Started in 1981 as a one-week basketball summer camp, SEI has grown into a $12 million organization with its own iconic modern building built in 1997 in North Portland’s once-gang-ruled Unthank Park. The operation provides almost 1,200 at-risk youth, mostly black, with “wraparound” support: after-school and summer programs, tutoring, social services, meals, and an assigned coordinator who is available 24 hours a day. The result: an incredible 98 percent high school graduation rate, with some 85 percent going on to postsecondary education.

Now SEI is taking on Jefferson. Under a new program, the Middle College for Advanced Studies, Jeff students can take classes at PCC’s nearby Cascade Campus with the possibility of earning a year of college credit and continuing on at the University of Oregon, tuition free.

Starting last fall, SEI began supporting each incoming freshman class with its services, with plans to continue until it reaches every student at Jefferson. “SEI helped me through some difficult stages—they’re like a family,” says junior Jamartae Brown. He’s been with the organization since second grade and, just as many in his community now commute to church, Brown travels to both Jeff and SEI from his new home in deep Southeast. His B-average, his slowly mending relationship with his father, and his goal to be the first in his family to go to college—he attributes all to SEI. “I’m not only a better student, but a better person.”

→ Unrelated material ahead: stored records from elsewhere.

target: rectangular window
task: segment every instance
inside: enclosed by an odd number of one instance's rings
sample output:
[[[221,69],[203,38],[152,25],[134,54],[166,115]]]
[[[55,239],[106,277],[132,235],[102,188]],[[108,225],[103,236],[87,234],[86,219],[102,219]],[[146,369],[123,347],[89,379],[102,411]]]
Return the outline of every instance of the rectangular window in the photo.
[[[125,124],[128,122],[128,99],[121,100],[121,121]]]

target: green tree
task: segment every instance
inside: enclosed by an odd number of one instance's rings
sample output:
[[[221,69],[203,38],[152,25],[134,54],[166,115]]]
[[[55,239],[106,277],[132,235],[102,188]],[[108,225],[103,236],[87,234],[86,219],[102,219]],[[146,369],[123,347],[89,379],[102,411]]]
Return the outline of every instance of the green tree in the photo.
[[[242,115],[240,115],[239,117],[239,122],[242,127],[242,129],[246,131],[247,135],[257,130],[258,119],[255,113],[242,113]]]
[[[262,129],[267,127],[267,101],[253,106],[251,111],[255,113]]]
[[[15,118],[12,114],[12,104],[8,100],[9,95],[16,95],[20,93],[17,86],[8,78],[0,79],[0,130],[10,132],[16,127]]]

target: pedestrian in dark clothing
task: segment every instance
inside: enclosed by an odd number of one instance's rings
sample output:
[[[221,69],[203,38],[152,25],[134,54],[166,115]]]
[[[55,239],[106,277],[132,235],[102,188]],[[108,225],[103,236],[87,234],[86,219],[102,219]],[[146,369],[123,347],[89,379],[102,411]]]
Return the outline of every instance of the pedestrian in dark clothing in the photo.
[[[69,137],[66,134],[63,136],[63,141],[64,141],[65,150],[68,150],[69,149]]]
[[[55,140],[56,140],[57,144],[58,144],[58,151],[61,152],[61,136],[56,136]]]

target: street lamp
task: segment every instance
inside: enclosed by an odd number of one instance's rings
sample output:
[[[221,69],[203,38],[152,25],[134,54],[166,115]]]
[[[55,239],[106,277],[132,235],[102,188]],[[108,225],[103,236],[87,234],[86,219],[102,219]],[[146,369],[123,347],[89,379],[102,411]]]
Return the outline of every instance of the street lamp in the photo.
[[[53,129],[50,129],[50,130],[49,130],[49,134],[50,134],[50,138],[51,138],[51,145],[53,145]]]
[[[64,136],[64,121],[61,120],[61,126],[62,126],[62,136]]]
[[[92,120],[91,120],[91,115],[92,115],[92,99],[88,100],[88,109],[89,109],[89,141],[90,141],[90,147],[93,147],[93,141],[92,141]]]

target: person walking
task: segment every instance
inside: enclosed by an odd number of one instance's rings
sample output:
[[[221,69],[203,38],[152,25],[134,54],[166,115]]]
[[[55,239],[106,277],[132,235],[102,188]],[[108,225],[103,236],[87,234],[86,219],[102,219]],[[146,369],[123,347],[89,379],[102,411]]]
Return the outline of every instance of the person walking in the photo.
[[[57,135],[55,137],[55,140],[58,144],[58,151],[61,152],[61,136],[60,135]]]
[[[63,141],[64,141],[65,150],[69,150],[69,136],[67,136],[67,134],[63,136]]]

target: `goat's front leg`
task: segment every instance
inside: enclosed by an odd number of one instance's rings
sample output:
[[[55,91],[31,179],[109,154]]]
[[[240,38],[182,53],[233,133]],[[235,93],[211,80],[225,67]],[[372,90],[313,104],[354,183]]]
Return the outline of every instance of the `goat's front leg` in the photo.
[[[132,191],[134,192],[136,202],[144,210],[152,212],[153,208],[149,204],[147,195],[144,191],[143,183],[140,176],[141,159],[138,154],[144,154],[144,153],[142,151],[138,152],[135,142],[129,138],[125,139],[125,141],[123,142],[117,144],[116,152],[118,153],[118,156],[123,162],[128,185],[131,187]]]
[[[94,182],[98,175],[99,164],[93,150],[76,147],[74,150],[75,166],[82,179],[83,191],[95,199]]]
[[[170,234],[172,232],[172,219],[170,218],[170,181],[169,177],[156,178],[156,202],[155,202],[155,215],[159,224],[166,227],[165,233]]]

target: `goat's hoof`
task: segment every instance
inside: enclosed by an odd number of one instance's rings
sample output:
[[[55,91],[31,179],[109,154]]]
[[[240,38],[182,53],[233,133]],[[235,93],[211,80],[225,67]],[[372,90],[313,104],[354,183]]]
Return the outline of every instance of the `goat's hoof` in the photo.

It’s too early to tell if SEI can budge Jefferson past its current 50 percent graduation rate, much less remain an enduring rallying point for Portland’s ever-more-diffuse African American community. But Hopson is already looking ahead. “Not only do you now have the opportunity to turn a kid around, you have the possibility of turning a school around,” says Hopson. “Then you do the same thing at other schools,” he adds, looking to Roosevelt, Madison, and beyond.